Dr. Gabor Maté is a doctor at Insite, the Supervised Injection Facility in Vancouver’s Downtown Eastside. He said in an interview, “all addictions are an attempt to soothe the pain. So, when I work with addictions, the first question is not ‘why the addiction?’ but ‘why the pain?’”. Maté supports people to be in tune with themselves and work through their pain in a nonjudgmental atmosphere. Isn’t this the kind of support we want for our city? If social isolation is understood to be the driving force behind addictions, a place where individuals can get well in a way that is best for them sounds like a step in the right direction.

The opioid crisis is more than just naloxone kits and safe consumption sites. In order for any initiative to work, we need to educate ourselves about the harms of holding incorrect and marginalizing beliefs around substance use. Our group is joining forces with Ethel Nalule, the Vice President of Student Health and Wellness at the TCSA, to try to debunk the myths surrounding the opioid crisis. We will be launching a poster and button campaign by early November.
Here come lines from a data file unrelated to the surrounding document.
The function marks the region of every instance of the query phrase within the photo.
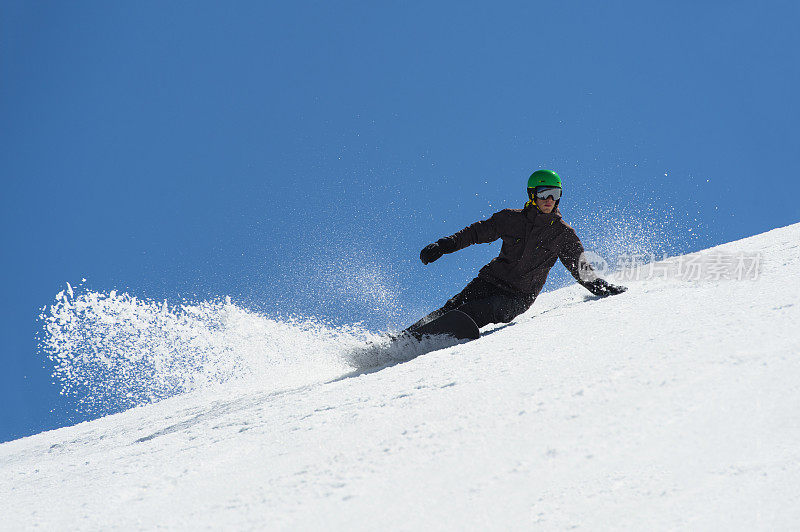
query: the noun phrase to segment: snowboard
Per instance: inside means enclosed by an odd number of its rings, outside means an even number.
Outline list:
[[[425,335],[434,336],[438,334],[446,334],[456,340],[477,340],[481,337],[481,331],[472,318],[460,310],[446,312],[435,320],[409,331],[409,333],[417,339]]]

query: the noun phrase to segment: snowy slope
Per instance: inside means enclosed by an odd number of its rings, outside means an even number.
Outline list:
[[[742,253],[757,279],[640,270],[379,371],[5,443],[0,528],[797,529],[800,224],[705,256]]]

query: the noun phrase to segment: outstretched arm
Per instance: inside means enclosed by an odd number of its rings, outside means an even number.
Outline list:
[[[614,285],[597,276],[597,272],[584,256],[583,244],[571,228],[567,228],[566,243],[558,258],[581,286],[596,296],[613,296],[626,291],[624,286]]]
[[[488,220],[475,222],[454,235],[440,238],[428,244],[419,254],[423,264],[429,264],[445,253],[453,253],[472,244],[485,244],[500,238],[500,213],[495,213]]]

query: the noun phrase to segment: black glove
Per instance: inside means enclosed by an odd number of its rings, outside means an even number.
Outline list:
[[[419,260],[422,261],[422,264],[430,264],[445,253],[452,253],[455,251],[454,248],[455,246],[450,240],[440,238],[433,244],[428,244],[422,248],[422,251],[419,252]]]
[[[444,251],[441,250],[438,242],[434,242],[422,248],[422,251],[419,252],[419,260],[422,261],[422,264],[430,264],[442,255],[444,255]]]
[[[616,284],[611,284],[605,279],[595,279],[592,282],[584,283],[587,290],[593,293],[596,296],[606,297],[606,296],[615,296],[617,294],[621,294],[628,288],[625,286],[620,286]]]

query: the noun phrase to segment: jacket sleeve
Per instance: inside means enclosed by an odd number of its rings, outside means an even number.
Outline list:
[[[500,226],[503,224],[503,213],[497,212],[488,220],[481,220],[468,225],[454,235],[440,238],[438,243],[445,253],[453,253],[472,244],[486,244],[500,238]]]
[[[564,267],[569,270],[569,273],[571,273],[575,280],[582,286],[586,286],[588,283],[597,280],[597,273],[595,273],[589,261],[586,260],[583,254],[583,244],[575,233],[575,230],[567,226],[564,239],[564,245],[561,246],[561,250],[558,253],[558,258],[561,259],[561,263]]]

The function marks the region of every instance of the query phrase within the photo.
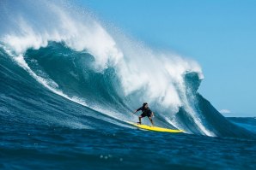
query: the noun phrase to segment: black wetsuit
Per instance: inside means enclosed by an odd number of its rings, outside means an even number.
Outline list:
[[[143,108],[143,107],[141,107],[139,108],[137,108],[136,111],[143,111],[143,114],[141,114],[142,117],[145,117],[145,116],[148,116],[148,117],[151,117],[151,114],[152,114],[152,111],[149,109],[149,108]]]

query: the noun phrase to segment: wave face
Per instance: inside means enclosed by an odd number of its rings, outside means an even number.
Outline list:
[[[0,11],[3,119],[114,128],[136,121],[129,113],[148,102],[157,126],[251,136],[198,94],[196,62],[153,50],[63,1],[2,1]]]

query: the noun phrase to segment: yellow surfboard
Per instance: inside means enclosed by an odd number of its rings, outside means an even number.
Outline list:
[[[130,121],[126,121],[127,123],[137,126],[138,128],[141,129],[145,129],[145,130],[149,130],[149,131],[156,131],[156,132],[184,132],[184,131],[182,130],[175,130],[175,129],[168,129],[168,128],[162,128],[162,127],[158,127],[158,126],[149,126],[147,125],[140,125],[137,123],[133,123],[133,122],[130,122]]]

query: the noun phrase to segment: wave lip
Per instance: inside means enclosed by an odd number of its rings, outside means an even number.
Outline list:
[[[1,30],[0,48],[42,88],[113,120],[135,120],[125,113],[147,101],[160,126],[213,137],[251,135],[198,93],[204,76],[196,62],[109,32],[76,7],[21,3],[1,6],[9,29]]]

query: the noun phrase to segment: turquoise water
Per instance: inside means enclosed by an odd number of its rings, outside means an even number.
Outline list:
[[[223,117],[196,62],[67,4],[0,3],[0,169],[256,169],[255,118]],[[125,123],[143,102],[185,133]]]

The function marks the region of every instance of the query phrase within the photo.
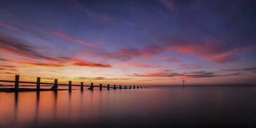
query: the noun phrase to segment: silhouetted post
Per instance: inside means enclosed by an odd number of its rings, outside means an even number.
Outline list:
[[[84,91],[84,82],[81,82],[81,91]]]
[[[69,91],[72,90],[72,81],[69,81]]]
[[[102,90],[102,84],[100,84],[100,90]]]
[[[40,91],[40,84],[41,78],[37,78],[37,91]]]
[[[52,91],[57,91],[58,89],[58,79],[54,79],[54,85],[51,88]]]
[[[91,90],[93,90],[93,83],[91,83]]]
[[[15,75],[15,85],[14,85],[14,90],[18,90],[19,89],[19,81],[20,79],[20,75]]]

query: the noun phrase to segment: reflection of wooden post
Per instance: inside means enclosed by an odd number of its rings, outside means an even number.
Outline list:
[[[100,90],[102,90],[102,84],[100,84]]]
[[[20,75],[15,75],[15,85],[14,85],[14,90],[18,90],[19,89],[19,81],[20,80]]]
[[[41,78],[37,78],[37,91],[40,91],[40,84]]]
[[[57,91],[58,89],[58,79],[54,79],[54,85],[51,88],[52,91]]]
[[[107,84],[107,90],[109,90],[109,84]]]
[[[81,91],[84,91],[84,82],[81,82]]]
[[[69,91],[72,90],[72,81],[69,81]]]

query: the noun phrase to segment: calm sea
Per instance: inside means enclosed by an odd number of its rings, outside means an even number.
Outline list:
[[[256,127],[256,87],[0,92],[0,127],[171,126]]]

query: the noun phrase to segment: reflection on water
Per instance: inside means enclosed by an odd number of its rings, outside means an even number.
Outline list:
[[[256,87],[0,93],[0,127],[255,127]]]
Our group will also collaborate with the TCSA and Peterborough AIDS Resource Network (PARN) in their initiative to have naloxone distributed on campus. Along with naloxone kits, we will advocate that the solution to the opioid crisis is #MoreThanJustNaloxone.

What can you about the opioid crisis in Peterborough? Organizations such as Question of Care have created community education opportunities like the free workshop Understanding Opioids, which we would highly recommend. You can join with us and the TCSA in our initiatives on campus and keep an eye out for advocacy work around the CTS. Most importantly, you can engage in critical self-reflection around why stigma is perpetuated.

The three of us working on this project see the opioid crisis as a collective obligation for our community to step up to the plate and create real change, both at the individual and systemic level. We need to label the opioid crisis as a social crisis, and the first call to action is to dismantle the stigma.